Won was brought here to spearhead research on how nanomaterials can be used to dissipate heat from power-hungry computers and other electronic devices. Derek Dunn-Rankin, UCI professor of mechanical & aerospace engineering, says that advances in this area could offer “remarkable improvements in thermal transport, which often limits performance across a wide range of next-generation technologies.”

According to Won, our power to manage heat has been hemmed in by the basic substances available to manufacture components, such as silicon, plastics and various metals. “Our ability to maximize heat transfer plateaued long ago, but scientists recently have opened new areas for innovation by developing novel technologies to make structures using nanomaterials,” she says, referring to the manipulation of building blocks that measure one-billionth of a meter. She notes that these new materials possess thermal transport capabilities many times greater than those of diamonds, among the most conductive substances in nature.

Won recognizes that there are barriers in her current area of research. “People might get nervous if there’s water in their computer,” she says. There’s also the issue of size. In a sleek, thin smartphone, there’s not a lot of room left over for whirling fan blades.

Won’s proposed solution involves the use of microfluidic devices, tiny machines that transport fluids through submillimeter-sized tubes, to circulate cooling liquid around microchips. But she’s taking the technology a step further – and orders of magnitude smaller – by combining nanomaterials into the devices’ miniscule water channels. Won says that through the manipulation of surfaces lining the inside of the microfluidic devices, engineers can very precisely regulate how water is absorbed, repelled, boiled, condensed and evaporated.

“Recent research has shown that the basic physics of heat transfer is altered using nanoscale features, with potentially huge advances in efficiency,” she says. “By engineering nanomaterials into microfluidic devices, we can have a high level of control over thermal transport parameters.”

Before coming to UCI, Won – who studied at South Korea’s Seoul National University and earned master’s and doctoral degrees at Stanford University – collaborated with Apple Computer, Google, Intel and other Silicon Valley companies with an interest in the cool and reliable operation of computer systems and data centers. She also conducted research for the U.S. Department of Defense and the National Science Foundation on developing futuristic cooling technologies for mission-critical electronic equipment.

Won says that in these high-tech systems, components are heated up by the transfer of electrons, and that heat is conducted by the surrounding materials. Anyone who has held a warm mobile phone or laptop computer knows of this phenomenon firsthand. Won is hoping to invent a way for that heat to be taken away from its source via liquid carried by minute microfluidic tubes. “Often the performance of high-powered electronic devices is limited by temperature, not by circuits,” she says. “Therefore, it is critical to address this performance issue with new materials to enable extreme high-power electronics cooling.”

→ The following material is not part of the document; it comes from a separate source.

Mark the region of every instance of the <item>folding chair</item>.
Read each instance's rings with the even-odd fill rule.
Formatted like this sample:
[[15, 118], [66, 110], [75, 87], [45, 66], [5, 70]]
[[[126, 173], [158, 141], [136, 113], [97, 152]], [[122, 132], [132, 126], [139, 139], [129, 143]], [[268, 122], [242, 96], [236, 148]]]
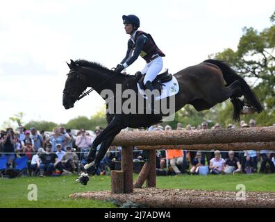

One of the Won lab’s specific angles of research is a surface coating made of a porous copper nanomaterial. Using an electro-depositing technique, her team creates layers of spherical structures measuring from 1 to 10 micrometers. The tiny shapes can be arranged to precisely control the material’s ability to either absorb or repel water, among other properties, enabling fluid to be more efficiently cycled through the system to remove heat from the source.

And it’s all being done at an infinitesimally small scale, which is what’s needed if computer and electronics technology is to continue speeding forward.